A ready variant of this method is the following gelosia or graticola technique, so named for its similarity to the contemporary lattice grillwork used over the windows of the high-born Italian ladies to protect them from public view. Following Byzantine custom, the wives and daughters of Venetian nobles were usually kept sequestered. Spying unobserved from such vantage point, these ladies often saw scenes that disturbed them or made them "jealous."

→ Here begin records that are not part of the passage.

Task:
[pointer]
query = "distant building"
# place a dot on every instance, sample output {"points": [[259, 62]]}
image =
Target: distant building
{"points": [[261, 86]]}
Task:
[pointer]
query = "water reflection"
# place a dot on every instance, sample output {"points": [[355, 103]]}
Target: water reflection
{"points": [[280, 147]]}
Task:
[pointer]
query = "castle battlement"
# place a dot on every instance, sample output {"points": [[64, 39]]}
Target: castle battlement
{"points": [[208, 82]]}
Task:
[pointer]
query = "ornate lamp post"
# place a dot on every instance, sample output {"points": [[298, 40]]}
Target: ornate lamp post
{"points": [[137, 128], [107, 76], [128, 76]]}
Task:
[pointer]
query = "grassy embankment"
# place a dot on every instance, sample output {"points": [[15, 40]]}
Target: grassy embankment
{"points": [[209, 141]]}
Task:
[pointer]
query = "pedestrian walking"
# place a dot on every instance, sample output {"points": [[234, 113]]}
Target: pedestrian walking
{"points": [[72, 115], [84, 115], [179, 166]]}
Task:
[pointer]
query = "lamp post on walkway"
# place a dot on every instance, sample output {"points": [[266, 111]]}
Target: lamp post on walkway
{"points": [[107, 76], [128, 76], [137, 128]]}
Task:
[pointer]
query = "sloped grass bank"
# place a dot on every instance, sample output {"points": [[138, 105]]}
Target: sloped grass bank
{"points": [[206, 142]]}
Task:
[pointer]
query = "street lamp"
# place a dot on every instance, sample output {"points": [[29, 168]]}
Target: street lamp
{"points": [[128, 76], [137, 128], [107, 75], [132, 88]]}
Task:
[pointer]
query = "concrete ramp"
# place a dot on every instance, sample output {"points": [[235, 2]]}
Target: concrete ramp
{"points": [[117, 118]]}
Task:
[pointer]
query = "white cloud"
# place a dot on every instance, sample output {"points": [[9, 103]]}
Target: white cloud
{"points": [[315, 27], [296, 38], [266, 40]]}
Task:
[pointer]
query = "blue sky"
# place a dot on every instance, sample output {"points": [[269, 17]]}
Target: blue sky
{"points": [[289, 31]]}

The computational technique employed is basically the same as that used in per quadrilatero; however, the cells are partitioned by diagonal lines so that when the product of a row entry and a column entry result in two digits the units digit is written below the diagonal line and the ten's digit above. In this manner, carrying becomes an integral part of the algorithm. When all partial products are obtained, the entries within diagonal columns are added as before and the resulting total product written along a side and base of the array.

This method is quite old. It probably originated in India, was known to be popular in Arab and Persian works, and was finally accepted into European arithmetics in the fourteenth century. Due to its organizational efficiency and the ease it provides in multipling any two multidigit numbers, it was quite popular as a computational scheme; however, it was difficult to print and read and thus fell out of favor. It is from the gelosia grid and principle that the computational device known as Napier's Bones (1617) evolved.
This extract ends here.